Il nastro BSD conteneva codice AT&T e dunque richiedeva una licenza per il sorgente UNIX®. Dal 1990, il finanziamento del CSRG si stava esaurendo, e se ne stava per affrontare la chiusura. Alcuni membri del gruppo decisero di rilasciare il codice BSD, che era Open Source, senza il codice proprietario della AT&T. Ciò accadde infine con il Networking Tape 2, in genere noto come Net/2. Net/2 non era un sistema operativo completo: mancava circa il 20% del codice del kernel. Uno dei membri del CSRG, William F. Jolitz, scrisse il codice rimanente e lo rilasciò all'inizio del 1992 come 386BSD. Allo stesso tempo, un altro gruppo di ex membri del CSRG formò una compagnia chiamata Berkeley Software Design Inc. e rilasciò una versione beta di un sistema operativo chiamato BSD/386, che era basato sugli stessi sorgenti. Il nome del sistema operativo è cambiato di recente in BSD/OS.

386BSD non divenne mai un sistema operativo stabile.

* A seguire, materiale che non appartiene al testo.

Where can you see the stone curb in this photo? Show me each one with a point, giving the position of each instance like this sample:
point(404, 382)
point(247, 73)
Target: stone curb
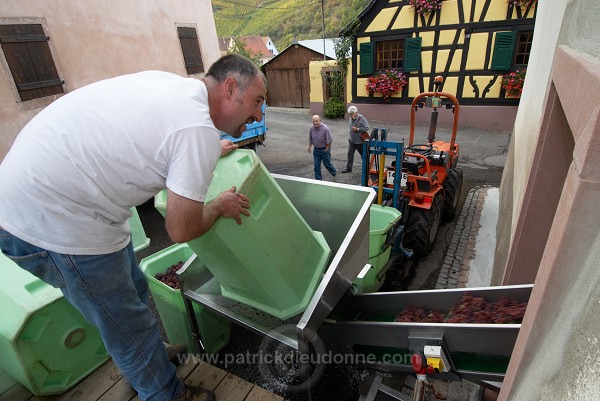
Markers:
point(455, 268)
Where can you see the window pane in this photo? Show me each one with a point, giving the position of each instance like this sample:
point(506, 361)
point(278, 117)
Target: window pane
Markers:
point(390, 54)
point(523, 47)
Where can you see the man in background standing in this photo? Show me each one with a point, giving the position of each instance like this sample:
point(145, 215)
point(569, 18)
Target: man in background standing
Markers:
point(319, 136)
point(358, 127)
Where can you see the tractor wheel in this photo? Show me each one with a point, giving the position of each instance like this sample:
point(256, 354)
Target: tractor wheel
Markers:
point(422, 227)
point(452, 186)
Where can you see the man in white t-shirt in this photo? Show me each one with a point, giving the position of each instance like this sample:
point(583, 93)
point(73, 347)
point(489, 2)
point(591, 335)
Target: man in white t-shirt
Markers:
point(77, 168)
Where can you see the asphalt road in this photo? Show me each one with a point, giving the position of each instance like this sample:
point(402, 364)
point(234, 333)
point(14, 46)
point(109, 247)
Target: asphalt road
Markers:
point(482, 156)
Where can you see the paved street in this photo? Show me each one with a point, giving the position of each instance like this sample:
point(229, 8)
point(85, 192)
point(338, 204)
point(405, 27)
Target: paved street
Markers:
point(482, 155)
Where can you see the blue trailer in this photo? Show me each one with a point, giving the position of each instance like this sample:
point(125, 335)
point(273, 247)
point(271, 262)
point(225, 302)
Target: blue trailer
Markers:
point(253, 136)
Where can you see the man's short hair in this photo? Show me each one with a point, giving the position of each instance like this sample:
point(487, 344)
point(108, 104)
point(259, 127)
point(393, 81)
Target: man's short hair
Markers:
point(237, 66)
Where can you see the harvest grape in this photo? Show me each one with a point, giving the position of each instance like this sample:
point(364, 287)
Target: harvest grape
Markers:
point(170, 277)
point(470, 309)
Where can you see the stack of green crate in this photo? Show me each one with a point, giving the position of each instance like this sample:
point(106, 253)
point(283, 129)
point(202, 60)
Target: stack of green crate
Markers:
point(171, 308)
point(45, 343)
point(274, 260)
point(382, 220)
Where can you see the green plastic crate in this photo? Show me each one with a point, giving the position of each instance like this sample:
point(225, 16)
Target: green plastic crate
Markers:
point(274, 261)
point(138, 235)
point(160, 202)
point(382, 220)
point(45, 343)
point(171, 308)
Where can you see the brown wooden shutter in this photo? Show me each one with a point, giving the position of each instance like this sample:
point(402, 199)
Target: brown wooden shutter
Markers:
point(191, 49)
point(30, 61)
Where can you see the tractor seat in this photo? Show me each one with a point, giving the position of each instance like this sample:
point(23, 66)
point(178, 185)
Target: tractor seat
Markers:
point(412, 164)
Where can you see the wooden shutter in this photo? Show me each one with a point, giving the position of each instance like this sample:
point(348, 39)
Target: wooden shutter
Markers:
point(366, 58)
point(191, 49)
point(503, 50)
point(30, 61)
point(412, 54)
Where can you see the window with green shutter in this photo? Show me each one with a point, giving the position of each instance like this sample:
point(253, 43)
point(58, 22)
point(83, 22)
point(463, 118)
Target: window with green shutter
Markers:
point(366, 58)
point(191, 49)
point(503, 50)
point(412, 54)
point(390, 54)
point(30, 61)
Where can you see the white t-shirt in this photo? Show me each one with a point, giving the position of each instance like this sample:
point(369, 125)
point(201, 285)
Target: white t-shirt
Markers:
point(73, 173)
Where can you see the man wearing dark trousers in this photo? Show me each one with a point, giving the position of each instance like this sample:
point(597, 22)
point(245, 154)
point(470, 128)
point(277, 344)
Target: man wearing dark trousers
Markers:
point(319, 136)
point(358, 126)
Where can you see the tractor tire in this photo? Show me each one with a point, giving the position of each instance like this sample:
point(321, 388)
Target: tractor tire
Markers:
point(452, 187)
point(422, 227)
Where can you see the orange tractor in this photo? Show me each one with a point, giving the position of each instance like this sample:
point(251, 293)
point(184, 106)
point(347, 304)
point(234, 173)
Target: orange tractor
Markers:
point(427, 186)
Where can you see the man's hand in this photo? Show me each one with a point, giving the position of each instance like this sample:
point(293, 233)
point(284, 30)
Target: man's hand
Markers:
point(227, 146)
point(234, 204)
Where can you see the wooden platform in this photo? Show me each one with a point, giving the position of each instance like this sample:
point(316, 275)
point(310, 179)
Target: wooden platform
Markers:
point(107, 384)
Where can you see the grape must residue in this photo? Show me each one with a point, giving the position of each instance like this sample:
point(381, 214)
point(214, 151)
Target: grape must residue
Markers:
point(470, 309)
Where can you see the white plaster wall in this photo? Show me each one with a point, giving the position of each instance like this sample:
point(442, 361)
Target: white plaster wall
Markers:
point(528, 121)
point(562, 352)
point(93, 40)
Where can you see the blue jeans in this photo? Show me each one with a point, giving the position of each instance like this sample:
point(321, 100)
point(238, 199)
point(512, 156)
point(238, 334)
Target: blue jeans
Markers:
point(324, 156)
point(111, 292)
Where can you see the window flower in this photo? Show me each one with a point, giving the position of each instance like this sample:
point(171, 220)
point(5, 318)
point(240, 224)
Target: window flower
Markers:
point(521, 3)
point(387, 83)
point(512, 82)
point(425, 6)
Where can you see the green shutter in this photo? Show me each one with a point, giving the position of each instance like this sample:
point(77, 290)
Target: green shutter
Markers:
point(503, 50)
point(412, 54)
point(366, 58)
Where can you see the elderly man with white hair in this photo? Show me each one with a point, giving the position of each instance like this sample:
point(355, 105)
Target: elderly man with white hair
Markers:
point(358, 126)
point(319, 136)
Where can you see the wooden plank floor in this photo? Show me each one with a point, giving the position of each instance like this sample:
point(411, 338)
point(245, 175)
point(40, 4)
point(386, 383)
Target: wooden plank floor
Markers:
point(107, 384)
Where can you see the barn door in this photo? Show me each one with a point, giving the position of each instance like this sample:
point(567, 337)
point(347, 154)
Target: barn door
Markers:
point(303, 91)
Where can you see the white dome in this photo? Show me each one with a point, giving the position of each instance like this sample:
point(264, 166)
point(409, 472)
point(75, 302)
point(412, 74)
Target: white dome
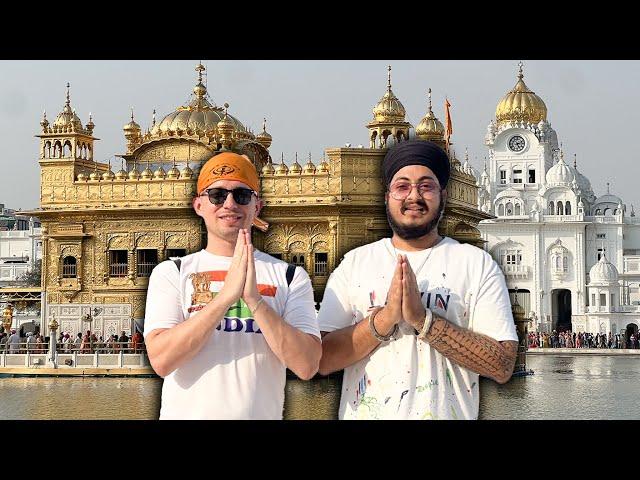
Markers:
point(560, 174)
point(603, 272)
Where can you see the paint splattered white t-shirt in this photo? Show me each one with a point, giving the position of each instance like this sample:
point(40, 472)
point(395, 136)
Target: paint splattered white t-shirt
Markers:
point(235, 375)
point(405, 378)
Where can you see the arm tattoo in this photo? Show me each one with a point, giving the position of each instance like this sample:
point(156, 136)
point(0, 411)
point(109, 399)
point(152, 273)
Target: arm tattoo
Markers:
point(474, 351)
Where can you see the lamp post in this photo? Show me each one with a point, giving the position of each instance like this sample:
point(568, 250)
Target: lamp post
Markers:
point(53, 326)
point(7, 318)
point(89, 318)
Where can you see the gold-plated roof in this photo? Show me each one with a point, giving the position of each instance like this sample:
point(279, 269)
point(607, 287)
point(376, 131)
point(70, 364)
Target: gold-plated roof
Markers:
point(199, 116)
point(132, 126)
point(389, 108)
point(430, 127)
point(296, 168)
point(282, 167)
point(268, 168)
point(264, 138)
point(310, 166)
point(521, 104)
point(67, 117)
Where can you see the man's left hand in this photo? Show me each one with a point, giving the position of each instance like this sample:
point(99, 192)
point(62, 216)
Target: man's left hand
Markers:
point(413, 311)
point(250, 294)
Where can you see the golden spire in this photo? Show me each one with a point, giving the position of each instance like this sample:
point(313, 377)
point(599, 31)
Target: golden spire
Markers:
point(430, 128)
point(296, 168)
point(264, 138)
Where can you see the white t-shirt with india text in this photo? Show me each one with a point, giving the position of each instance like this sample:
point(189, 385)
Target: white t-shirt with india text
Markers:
point(235, 375)
point(405, 378)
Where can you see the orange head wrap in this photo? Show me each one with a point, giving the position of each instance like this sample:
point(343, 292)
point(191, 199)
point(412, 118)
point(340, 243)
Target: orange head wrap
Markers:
point(231, 166)
point(228, 166)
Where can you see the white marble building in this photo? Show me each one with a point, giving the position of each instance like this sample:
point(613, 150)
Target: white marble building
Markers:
point(552, 231)
point(19, 252)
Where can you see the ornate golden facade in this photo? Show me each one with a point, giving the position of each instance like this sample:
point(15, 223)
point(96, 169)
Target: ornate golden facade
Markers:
point(101, 229)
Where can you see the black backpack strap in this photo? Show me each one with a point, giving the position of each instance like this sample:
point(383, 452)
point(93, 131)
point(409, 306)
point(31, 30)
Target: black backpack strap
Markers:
point(291, 270)
point(177, 261)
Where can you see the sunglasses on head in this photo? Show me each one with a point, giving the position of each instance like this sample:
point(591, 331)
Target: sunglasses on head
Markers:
point(241, 195)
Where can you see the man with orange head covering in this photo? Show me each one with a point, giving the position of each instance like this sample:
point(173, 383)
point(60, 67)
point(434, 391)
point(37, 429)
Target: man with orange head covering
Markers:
point(223, 324)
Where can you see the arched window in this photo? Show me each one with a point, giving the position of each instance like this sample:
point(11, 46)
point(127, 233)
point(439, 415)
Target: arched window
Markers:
point(69, 267)
point(503, 176)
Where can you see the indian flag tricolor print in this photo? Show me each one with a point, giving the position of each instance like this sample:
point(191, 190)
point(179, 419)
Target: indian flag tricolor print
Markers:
point(238, 318)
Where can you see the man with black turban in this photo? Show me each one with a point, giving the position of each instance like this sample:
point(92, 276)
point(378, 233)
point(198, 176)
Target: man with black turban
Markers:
point(415, 319)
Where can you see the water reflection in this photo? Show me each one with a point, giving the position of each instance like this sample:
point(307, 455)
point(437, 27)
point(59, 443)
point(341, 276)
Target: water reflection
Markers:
point(584, 387)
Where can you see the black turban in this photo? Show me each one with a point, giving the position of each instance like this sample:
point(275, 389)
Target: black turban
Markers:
point(416, 152)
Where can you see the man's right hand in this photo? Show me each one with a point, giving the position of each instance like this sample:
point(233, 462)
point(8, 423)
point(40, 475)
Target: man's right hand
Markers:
point(234, 282)
point(391, 314)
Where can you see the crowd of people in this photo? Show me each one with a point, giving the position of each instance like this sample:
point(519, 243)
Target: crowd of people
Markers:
point(569, 339)
point(35, 342)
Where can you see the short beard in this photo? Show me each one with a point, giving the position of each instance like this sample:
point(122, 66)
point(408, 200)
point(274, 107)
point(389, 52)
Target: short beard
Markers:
point(411, 233)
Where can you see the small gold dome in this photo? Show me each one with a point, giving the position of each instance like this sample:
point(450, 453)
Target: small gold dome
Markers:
point(146, 174)
point(389, 108)
point(134, 174)
point(159, 173)
point(131, 127)
point(264, 138)
point(173, 171)
point(310, 166)
point(186, 172)
point(323, 167)
point(108, 175)
point(521, 104)
point(430, 128)
point(282, 168)
point(296, 168)
point(121, 175)
point(268, 168)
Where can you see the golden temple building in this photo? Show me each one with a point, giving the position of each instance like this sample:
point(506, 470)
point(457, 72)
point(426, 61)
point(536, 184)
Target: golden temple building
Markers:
point(104, 231)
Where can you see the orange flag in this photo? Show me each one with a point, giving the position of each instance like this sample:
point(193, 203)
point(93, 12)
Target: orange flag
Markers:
point(449, 126)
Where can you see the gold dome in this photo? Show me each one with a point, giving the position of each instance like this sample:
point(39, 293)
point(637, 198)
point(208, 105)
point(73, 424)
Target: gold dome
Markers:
point(282, 167)
point(147, 174)
point(389, 108)
point(173, 171)
point(268, 168)
point(122, 174)
point(199, 116)
point(430, 127)
point(323, 167)
point(186, 172)
point(108, 175)
point(310, 166)
point(132, 126)
point(159, 173)
point(296, 168)
point(68, 117)
point(521, 104)
point(264, 138)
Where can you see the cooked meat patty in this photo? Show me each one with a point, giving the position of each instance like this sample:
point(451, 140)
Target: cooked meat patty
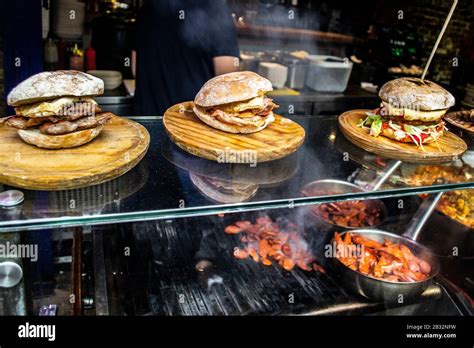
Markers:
point(65, 127)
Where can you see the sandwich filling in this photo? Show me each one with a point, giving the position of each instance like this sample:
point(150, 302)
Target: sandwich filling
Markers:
point(398, 127)
point(58, 116)
point(253, 112)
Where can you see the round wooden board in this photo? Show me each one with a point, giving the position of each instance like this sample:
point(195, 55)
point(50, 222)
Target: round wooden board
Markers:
point(452, 147)
point(186, 130)
point(120, 146)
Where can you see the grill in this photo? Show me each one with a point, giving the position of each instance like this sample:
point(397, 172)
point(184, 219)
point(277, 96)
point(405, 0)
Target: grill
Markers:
point(161, 277)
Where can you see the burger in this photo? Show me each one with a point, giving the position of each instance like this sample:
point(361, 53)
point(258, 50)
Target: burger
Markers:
point(412, 111)
point(55, 110)
point(235, 103)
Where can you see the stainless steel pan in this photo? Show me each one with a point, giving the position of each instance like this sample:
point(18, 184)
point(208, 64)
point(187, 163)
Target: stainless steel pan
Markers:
point(387, 291)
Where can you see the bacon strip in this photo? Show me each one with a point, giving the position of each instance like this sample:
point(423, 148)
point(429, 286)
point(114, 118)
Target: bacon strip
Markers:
point(65, 127)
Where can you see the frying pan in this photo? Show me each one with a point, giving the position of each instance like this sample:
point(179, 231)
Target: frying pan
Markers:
point(340, 187)
point(388, 291)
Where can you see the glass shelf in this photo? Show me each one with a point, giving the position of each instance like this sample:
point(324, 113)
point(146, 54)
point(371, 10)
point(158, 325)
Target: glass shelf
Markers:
point(169, 183)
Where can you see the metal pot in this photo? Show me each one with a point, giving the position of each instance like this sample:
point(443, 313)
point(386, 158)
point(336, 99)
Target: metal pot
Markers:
point(388, 291)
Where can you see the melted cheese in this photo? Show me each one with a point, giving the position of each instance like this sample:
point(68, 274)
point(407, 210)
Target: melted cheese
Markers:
point(414, 115)
point(254, 103)
point(51, 107)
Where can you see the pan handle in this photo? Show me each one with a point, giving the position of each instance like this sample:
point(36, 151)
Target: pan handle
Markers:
point(421, 216)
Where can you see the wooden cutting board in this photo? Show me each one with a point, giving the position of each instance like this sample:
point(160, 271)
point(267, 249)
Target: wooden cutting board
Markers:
point(120, 146)
point(452, 147)
point(186, 130)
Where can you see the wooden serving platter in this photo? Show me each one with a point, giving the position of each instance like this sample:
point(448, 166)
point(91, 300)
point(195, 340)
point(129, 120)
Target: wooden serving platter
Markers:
point(455, 119)
point(186, 130)
point(120, 146)
point(452, 147)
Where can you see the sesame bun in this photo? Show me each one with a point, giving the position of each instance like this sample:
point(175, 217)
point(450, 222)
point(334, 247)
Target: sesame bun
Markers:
point(409, 92)
point(232, 87)
point(53, 84)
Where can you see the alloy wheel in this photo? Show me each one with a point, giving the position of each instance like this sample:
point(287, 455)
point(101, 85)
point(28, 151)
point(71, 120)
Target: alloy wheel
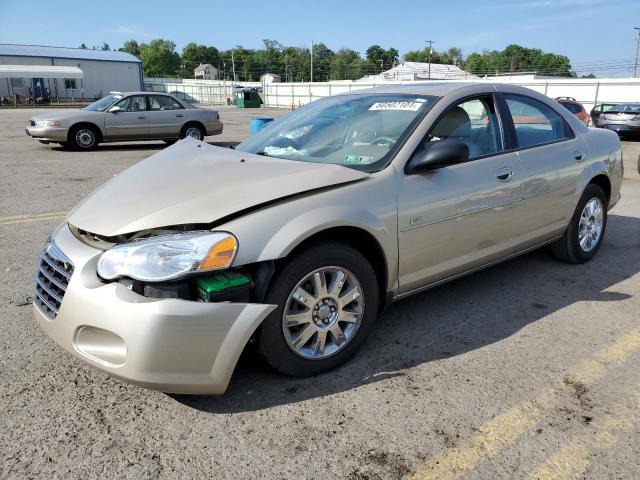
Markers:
point(590, 226)
point(323, 312)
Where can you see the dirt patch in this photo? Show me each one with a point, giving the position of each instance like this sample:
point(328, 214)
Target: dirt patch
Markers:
point(579, 391)
point(378, 464)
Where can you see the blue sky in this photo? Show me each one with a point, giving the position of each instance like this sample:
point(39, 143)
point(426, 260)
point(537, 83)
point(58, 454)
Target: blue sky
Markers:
point(590, 32)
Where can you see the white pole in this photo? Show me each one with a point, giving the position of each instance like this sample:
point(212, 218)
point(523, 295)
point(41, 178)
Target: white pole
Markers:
point(635, 65)
point(233, 65)
point(311, 61)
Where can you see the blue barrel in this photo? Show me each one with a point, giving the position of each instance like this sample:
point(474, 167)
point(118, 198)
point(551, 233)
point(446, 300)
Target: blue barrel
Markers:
point(256, 124)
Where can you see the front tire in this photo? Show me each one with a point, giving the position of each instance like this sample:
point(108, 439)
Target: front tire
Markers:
point(327, 297)
point(192, 130)
point(83, 137)
point(585, 232)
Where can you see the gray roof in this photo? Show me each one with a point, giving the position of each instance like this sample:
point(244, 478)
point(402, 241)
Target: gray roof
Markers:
point(64, 52)
point(437, 88)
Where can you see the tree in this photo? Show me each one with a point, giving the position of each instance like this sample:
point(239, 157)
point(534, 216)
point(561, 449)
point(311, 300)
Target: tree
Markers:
point(194, 55)
point(159, 58)
point(515, 58)
point(132, 47)
point(322, 57)
point(346, 64)
point(376, 55)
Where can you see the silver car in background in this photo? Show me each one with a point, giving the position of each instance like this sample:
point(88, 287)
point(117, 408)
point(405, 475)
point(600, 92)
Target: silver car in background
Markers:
point(303, 233)
point(131, 116)
point(623, 118)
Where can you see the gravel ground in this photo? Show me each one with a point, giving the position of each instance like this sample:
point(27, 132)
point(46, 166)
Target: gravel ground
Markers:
point(530, 369)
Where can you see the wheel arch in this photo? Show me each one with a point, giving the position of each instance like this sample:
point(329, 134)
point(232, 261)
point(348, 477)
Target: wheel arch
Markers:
point(359, 239)
point(85, 123)
point(603, 182)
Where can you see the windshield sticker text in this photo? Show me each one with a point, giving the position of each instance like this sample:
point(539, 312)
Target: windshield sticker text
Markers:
point(405, 106)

Invece, due altri progetti se ne distaccarono nel 1993: NetBSD e FreeBSD. I due progetti presero inizialmente direzioni divergenti, a causa della differente pazienza nell'attendere miglioramenti a 386BSD: la gente di NetBSD cominciò all'inizio dell'anno, e la prima versione di FreeBSD non fu pronta fino alla fine dell'anno. Nel frattempo, i codici erano diventati abbastanza differenti da renderne difficile la fusione. Inoltre, i progetti avevano obiettivi differenti, come vedremo in seguito. Nel 1996, OpenBSD si ramificò da NetBSD, e nel 2003, DragonFlyBSD si ramificò da FreeBSD.